Vier Studien untersuchten die Wirkung von Qigong auf die Angst/Ängstlichkeit der Probanden als Persönlichkeitsmerkmal (trait anxiety). Nach einer jeweils festgelegten Reihe von Terminen präsentierten die Teilnehmer der Qigong übenden Gruppen u. a. weniger Angst, weniger Stress, eine bessere Lebensqualität und verbesserte Werte bezüglich Blutdruck und Cortisol (ein Stresshormon) als die Vergleichsgruppen. Bei einer dieser Studien zeigte sich dieser Effekt auch noch nach vier Wochen. Die Ergebnisse waren statistisch signifikant (p<0.001).

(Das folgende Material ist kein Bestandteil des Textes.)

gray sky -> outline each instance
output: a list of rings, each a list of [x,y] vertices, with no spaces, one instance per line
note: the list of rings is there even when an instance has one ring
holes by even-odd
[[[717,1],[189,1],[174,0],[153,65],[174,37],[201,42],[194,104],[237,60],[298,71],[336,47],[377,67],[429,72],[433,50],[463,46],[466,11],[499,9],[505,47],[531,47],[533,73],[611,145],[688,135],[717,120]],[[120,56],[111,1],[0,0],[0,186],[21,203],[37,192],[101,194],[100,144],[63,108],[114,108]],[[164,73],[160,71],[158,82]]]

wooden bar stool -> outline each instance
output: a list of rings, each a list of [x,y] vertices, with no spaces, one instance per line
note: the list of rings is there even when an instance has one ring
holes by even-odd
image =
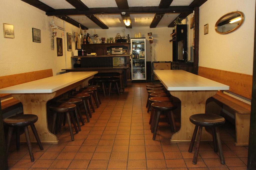
[[[147,90],[147,93],[148,95],[147,96],[147,104],[146,104],[146,107],[147,108],[148,106],[148,98],[149,98],[149,94],[151,93],[155,93],[156,92],[165,92],[165,91],[162,89],[155,89],[155,90]]]
[[[120,95],[120,93],[119,91],[119,87],[118,87],[118,82],[120,83],[120,80],[119,78],[116,77],[112,77],[108,79],[108,81],[109,83],[109,96],[110,95],[110,91],[111,90],[111,85],[112,83],[115,85],[114,87],[116,88],[116,91],[118,94],[118,95]]]
[[[7,136],[7,154],[13,129],[14,128],[16,128],[17,130],[16,131],[16,149],[18,150],[19,150],[19,129],[20,128],[23,127],[24,129],[27,143],[28,148],[28,151],[30,156],[30,159],[31,162],[34,162],[35,159],[32,152],[32,145],[30,140],[30,137],[29,136],[28,126],[30,126],[31,127],[36,141],[39,146],[40,149],[41,150],[44,150],[44,148],[41,143],[40,139],[39,138],[34,124],[37,121],[38,119],[38,117],[36,115],[26,114],[13,116],[6,118],[4,120],[4,123],[9,126]]]
[[[70,114],[70,112],[74,111],[76,109],[76,106],[74,104],[70,104],[69,103],[56,103],[49,107],[50,109],[54,112],[53,120],[52,122],[52,126],[51,128],[52,133],[54,133],[55,130],[56,122],[57,119],[57,114],[65,114],[68,120],[68,124],[69,129],[69,132],[71,136],[71,140],[73,141],[74,135],[72,129],[71,125],[71,122],[72,122],[74,126],[74,127],[76,130],[76,133],[78,133],[78,130],[77,127],[76,123],[75,122],[74,119],[73,114]],[[60,116],[59,116],[60,117]],[[56,127],[56,128],[58,128]]]
[[[164,97],[169,97],[170,96],[170,95],[168,94],[167,94],[164,92],[156,92],[154,93],[151,93],[148,94],[149,96],[149,97],[156,97],[156,96],[163,96]],[[147,112],[148,113],[151,109],[150,105],[151,103],[148,102],[148,106],[147,111]]]
[[[84,122],[83,120],[83,117],[82,116],[82,114],[81,113],[81,111],[80,110],[79,106],[83,103],[83,101],[80,99],[78,99],[75,98],[69,98],[68,99],[62,99],[59,100],[57,101],[58,103],[68,103],[70,104],[75,104],[76,106],[76,109],[75,109],[75,112],[76,115],[76,119],[77,121],[77,126],[78,128],[78,131],[81,131],[81,127],[80,126],[80,123],[79,123],[79,117],[80,118],[80,121],[82,123],[82,125],[84,125]],[[63,119],[64,117],[63,117]],[[61,119],[60,120],[61,121]],[[60,129],[61,127],[61,123],[59,123],[59,129]]]
[[[203,127],[207,127],[211,128],[212,129],[214,151],[217,152],[218,150],[220,158],[220,163],[222,164],[225,164],[224,156],[222,151],[221,141],[218,128],[218,126],[221,126],[225,123],[225,120],[224,118],[220,116],[212,114],[196,114],[191,116],[189,117],[189,120],[191,123],[195,125],[196,126],[189,145],[189,152],[192,152],[198,127],[199,127],[196,148],[192,162],[193,164],[196,164],[197,161],[197,157],[199,151],[199,146]]]
[[[156,132],[157,130],[157,127],[159,123],[159,118],[161,114],[164,112],[170,111],[172,117],[174,117],[174,114],[172,110],[175,109],[177,107],[174,105],[170,101],[156,102],[152,103],[151,104],[151,107],[155,110],[154,116],[152,118],[153,119],[151,124],[153,124],[152,125],[153,127],[153,140],[154,140],[156,138]],[[174,122],[174,120],[173,122]]]
[[[91,110],[90,110],[90,108],[89,106],[89,99],[90,98],[90,95],[88,93],[76,93],[74,95],[70,96],[71,98],[78,98],[81,99],[83,100],[87,122],[90,122],[90,120],[89,119],[89,117],[90,118],[92,117],[92,113],[91,112]]]
[[[90,97],[89,98],[89,102],[91,107],[92,110],[93,112],[95,112],[95,110],[94,108],[94,105],[93,105],[93,102],[92,101],[92,98],[93,96],[93,91],[92,90],[82,90],[81,89],[78,91],[76,91],[75,93],[86,93],[90,95]],[[90,109],[89,108],[88,108]]]
[[[98,95],[98,88],[100,88],[100,86],[99,85],[95,85],[95,86],[98,86],[97,87],[86,87],[83,88],[81,89],[81,90],[92,90],[93,92],[93,97],[95,101],[95,103],[96,103],[96,106],[97,106],[97,108],[99,108],[100,107],[100,100]]]
[[[105,92],[105,89],[104,83],[106,81],[106,80],[105,78],[98,78],[95,79],[94,81],[96,83],[96,85],[98,85],[98,84],[101,84],[102,86],[102,88],[103,90],[103,94],[104,96],[106,96],[106,93]]]

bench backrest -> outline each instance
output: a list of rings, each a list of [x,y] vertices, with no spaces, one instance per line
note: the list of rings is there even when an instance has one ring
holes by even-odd
[[[198,75],[229,86],[230,91],[251,99],[251,75],[199,67]]]
[[[31,82],[53,76],[51,69],[0,77],[0,89]],[[0,94],[0,97],[9,94]]]

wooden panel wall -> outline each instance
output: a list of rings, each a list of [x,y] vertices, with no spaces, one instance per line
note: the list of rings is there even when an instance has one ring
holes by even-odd
[[[251,99],[252,76],[199,67],[198,75],[229,86],[229,91]]]

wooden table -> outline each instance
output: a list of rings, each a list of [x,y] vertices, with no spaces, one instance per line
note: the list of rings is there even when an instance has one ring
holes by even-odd
[[[130,68],[127,65],[126,66],[115,67],[70,68],[61,70],[65,70],[66,72],[97,71],[99,73],[119,73],[120,74],[119,79],[120,80],[120,92],[122,92],[124,91],[124,86],[127,86],[128,78],[127,75],[128,74],[127,72]]]
[[[189,117],[205,113],[207,99],[218,90],[229,90],[229,86],[181,70],[154,70],[154,72],[171,95],[181,102],[180,129],[173,135],[171,141],[190,141],[195,125]],[[212,140],[211,135],[204,128],[202,133],[202,141]]]
[[[56,143],[57,137],[50,132],[47,123],[46,103],[55,97],[79,86],[88,84],[97,71],[71,72],[0,89],[0,94],[11,94],[23,105],[24,114],[37,115],[35,124],[42,143]],[[30,133],[33,134],[30,128]],[[34,135],[30,137],[32,142],[36,142]],[[21,136],[21,142],[25,142],[24,135]]]

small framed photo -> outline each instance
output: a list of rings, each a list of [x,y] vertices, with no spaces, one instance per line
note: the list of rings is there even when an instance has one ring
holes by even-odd
[[[5,23],[3,23],[4,37],[10,38],[14,38],[14,30],[13,25]]]
[[[68,51],[72,51],[72,35],[70,33],[67,33]]]
[[[208,24],[206,24],[204,26],[204,32],[205,35],[208,33]]]
[[[57,42],[57,56],[62,56],[63,55],[63,46],[62,46],[62,38],[56,38]]]
[[[32,28],[32,35],[33,42],[41,42],[41,30]]]

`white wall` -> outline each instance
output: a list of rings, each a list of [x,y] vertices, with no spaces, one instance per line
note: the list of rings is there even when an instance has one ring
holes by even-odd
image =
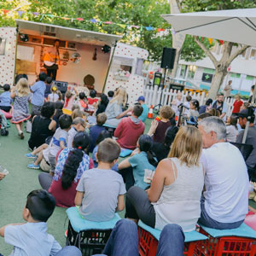
[[[92,60],[95,48],[97,49],[96,61]],[[95,78],[95,89],[101,92],[108,71],[110,53],[104,54],[100,46],[79,43],[76,43],[76,49],[81,55],[81,61],[73,63],[69,61],[67,66],[60,66],[57,80],[84,85],[84,78],[90,74]],[[73,53],[73,51],[69,51],[70,58]]]

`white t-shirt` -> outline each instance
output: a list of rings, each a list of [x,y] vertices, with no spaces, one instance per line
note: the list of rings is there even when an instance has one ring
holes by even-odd
[[[247,169],[239,149],[218,143],[203,149],[205,209],[214,220],[234,223],[245,218],[248,210]]]

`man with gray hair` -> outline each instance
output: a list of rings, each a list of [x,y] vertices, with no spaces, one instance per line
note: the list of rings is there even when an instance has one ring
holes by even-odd
[[[225,143],[226,127],[218,117],[199,122],[205,187],[199,222],[218,230],[238,228],[248,209],[248,174],[239,149]]]

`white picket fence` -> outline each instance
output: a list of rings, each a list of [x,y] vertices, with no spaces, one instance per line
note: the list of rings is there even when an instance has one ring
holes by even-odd
[[[148,106],[148,108],[151,105],[155,106],[159,103],[161,103],[162,105],[171,105],[171,102],[174,100],[177,93],[182,95],[183,102],[185,102],[186,96],[188,95],[190,95],[192,96],[192,99],[197,100],[200,103],[200,106],[204,105],[206,102],[206,93],[204,91],[201,94],[199,93],[193,94],[193,92],[191,91],[184,92],[183,90],[180,91],[177,90],[172,90],[172,89],[169,90],[166,88],[163,90],[161,102],[160,102],[161,89],[159,86],[154,85],[153,87],[153,86],[147,85],[146,87],[144,87],[143,92],[144,92],[146,104]],[[228,105],[227,116],[230,116],[232,113],[234,101],[235,99],[233,98],[231,99],[229,98],[224,100],[224,102]]]

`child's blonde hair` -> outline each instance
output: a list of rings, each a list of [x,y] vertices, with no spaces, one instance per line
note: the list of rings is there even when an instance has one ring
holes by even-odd
[[[182,126],[175,137],[168,157],[177,157],[189,167],[199,166],[201,149],[202,137],[198,129]]]
[[[26,79],[20,79],[16,85],[16,90],[18,96],[26,96],[30,94],[30,89],[28,86],[28,81]]]
[[[73,120],[78,117],[84,118],[84,113],[80,109],[77,109],[77,108],[74,111],[73,111],[71,114],[71,118]]]
[[[125,107],[126,100],[127,100],[126,90],[123,87],[119,87],[117,90],[114,97],[110,101],[110,103],[118,102],[118,104],[120,105],[122,104],[123,107]]]

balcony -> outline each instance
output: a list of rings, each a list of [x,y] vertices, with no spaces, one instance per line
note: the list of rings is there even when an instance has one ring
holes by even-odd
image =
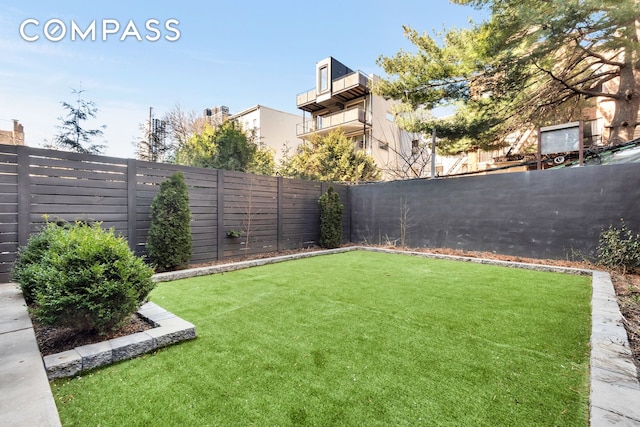
[[[315,119],[299,123],[296,129],[296,135],[300,138],[309,137],[314,134],[326,135],[338,127],[341,127],[347,135],[357,134],[362,133],[367,126],[371,126],[367,111],[363,108],[351,108],[340,111],[339,113],[318,116]]]
[[[319,100],[316,89],[302,92],[296,97],[299,109],[314,113],[336,102],[345,102],[368,93],[369,77],[360,71],[354,71],[331,82],[331,93],[328,99]]]

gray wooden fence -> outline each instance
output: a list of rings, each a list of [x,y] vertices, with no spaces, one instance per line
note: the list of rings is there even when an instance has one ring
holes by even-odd
[[[0,145],[0,283],[44,216],[100,221],[143,255],[151,202],[178,171],[189,188],[192,264],[316,244],[318,198],[329,185],[345,205],[343,236],[350,235],[345,185]],[[242,235],[228,237],[231,230]]]

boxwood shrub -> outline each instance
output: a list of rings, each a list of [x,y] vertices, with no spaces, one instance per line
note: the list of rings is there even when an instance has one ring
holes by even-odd
[[[45,223],[21,248],[13,270],[34,317],[45,325],[118,328],[154,287],[153,269],[99,223]]]

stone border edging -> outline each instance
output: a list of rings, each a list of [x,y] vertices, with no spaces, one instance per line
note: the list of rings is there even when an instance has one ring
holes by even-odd
[[[131,359],[160,347],[196,338],[196,329],[192,323],[153,302],[140,307],[138,314],[157,326],[144,332],[45,356],[43,361],[47,377],[50,380],[71,377],[100,366]]]
[[[208,267],[160,273],[154,276],[158,282],[183,279],[207,274],[223,273],[256,267],[275,262],[283,262],[318,255],[328,255],[354,250],[395,253],[423,258],[472,262],[501,267],[523,268],[527,270],[590,275],[591,298],[591,354],[589,378],[589,421],[592,426],[638,425],[640,426],[640,384],[633,363],[633,355],[624,328],[622,314],[609,273],[597,270],[529,264],[523,262],[500,261],[428,252],[402,251],[367,246],[347,246],[299,254],[282,255],[273,258],[240,261]]]

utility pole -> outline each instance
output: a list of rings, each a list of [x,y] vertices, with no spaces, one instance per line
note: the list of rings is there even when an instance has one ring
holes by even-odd
[[[436,128],[431,133],[431,179],[436,177]]]

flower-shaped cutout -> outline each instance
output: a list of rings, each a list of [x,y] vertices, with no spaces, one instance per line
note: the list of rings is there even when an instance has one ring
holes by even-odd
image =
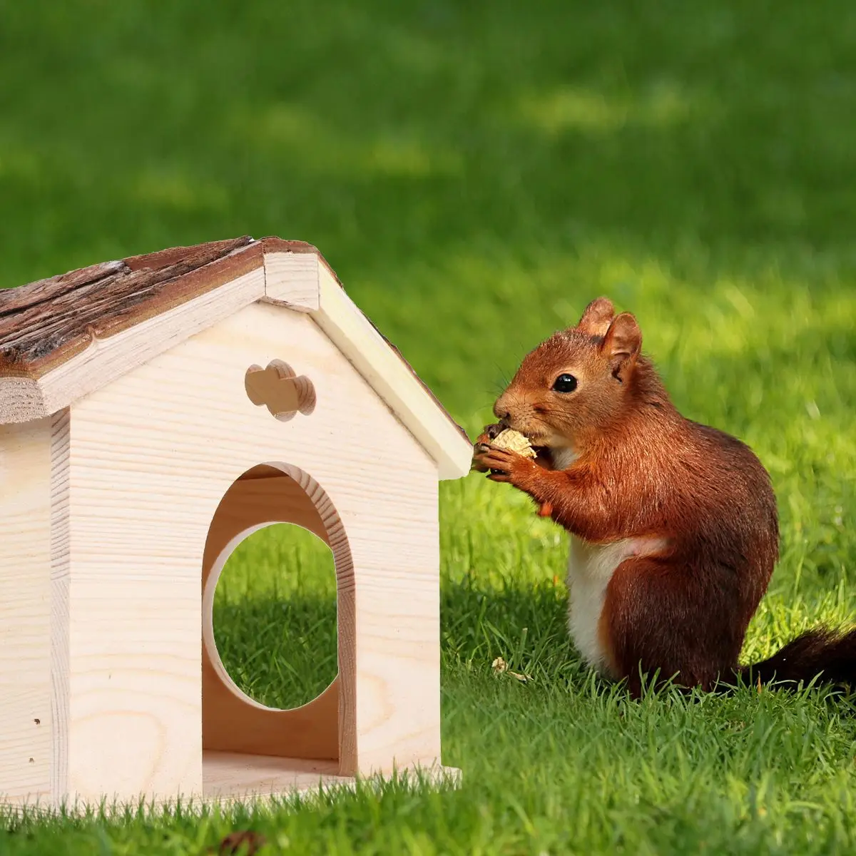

Zwei – aufgrund der Heterogenität der Kontrollgruppen – nicht gepoolte Studien belegten eine unmittelbar auf Qigong folgende Reduktion aktuell empfundener Angst (state anxiety) im Vergleich zu den Kontrollgruppen.
Diskussion
Die o. a. Ergebnisse zu gesunden Probanden decken sich nur teilweise mit den Resultaten einer anderen von den Autoren durchgeführten Studie (4) zur Wirkung von Qigong auf depressive und angstbezogene Symptome bei Patienten mit chronischen Erkrankungen. Sie sind aber durchaus vergleichbar mit Ergebnissen anderer Übersichtsarbeiten zur Wirkung von Tai Chi, Yoga oder „mindfulness-based stress reduction technics“ (in etwa „Achtsamkeitsbasierte Techniken“) bei Gesunden (5).
Conclusio
Aus den Ergebnissen der zur Studie herangezogenen Untersuchungen geht klar eine signifikante Reduktion von Stress und Angst durch Qigong bei Gesunden hervor. Aufgrund der geringen Anzahl von nur sieben Studien und methodischen Beschränkungen weisen die Autoren jedoch auf die eingeschränkte Generalisierbarkeit ihrer Ergebnisse hin.
Ausblick
Für viele von uns ist Qigong tägliche, wohltuende Realität. Dass immer mehr wissenschaftliche Studien die Wirkung von Qigong belegen, mag für jeden von uns in seinem persönlichen Üben von mehr oder weniger Bedeutung sein – wir spüren ja, wie wohl Qigong tut. Für eine anzustrebende Einführung von Qigong in die öffentlich-rechtliche Gesundheitsvorsorge, in Therapie und Rehabilitation können solche Studien aber von ausschlaggebender Bedeutung für die Einschätzung der Kosten-/Nutzenrelation sein und damit letztlich auch für eine Kostenübernahme durch unser Gesundheitssystem.
Literatur
- American Psychological Association. 2010 Stress in America Report. http//:www.apa.org/news/releases/stress/national-report.pdf
- F. Qigong in Prävention, Genesung und Rehabilitation, Periodikum der Österreichischen Qigonggesellschaft Nr. 35. 2/2013. S 22 -27
- Wang CW, Chan CH, Ho RT, Chan JS, Ng SM, Chan CL. Managing stress and anxiety trough qigong exercise in healthy adults: a systematic review and meta-analysis of randomized controlled trials BMC Complement Altern Med. 2014 Jan 9;14:8
- Wang CW, Chan CL, Ho RT, Tsang HW, Chan CH, Ng SM. The effect of qigong on depressive and anxiety symptoms: a systematic review and meta-analysis of randomized controlled trials. Evid Based Complement Alternat Med. 2013 doi: 10.1155/2013/716094
- Chiesa A, Serretti A. Mindfulness-based stress reduction for stress management in healthy people: a review and meta-analysis. J Altern Complement Med. 2009 May;15(5):593-600.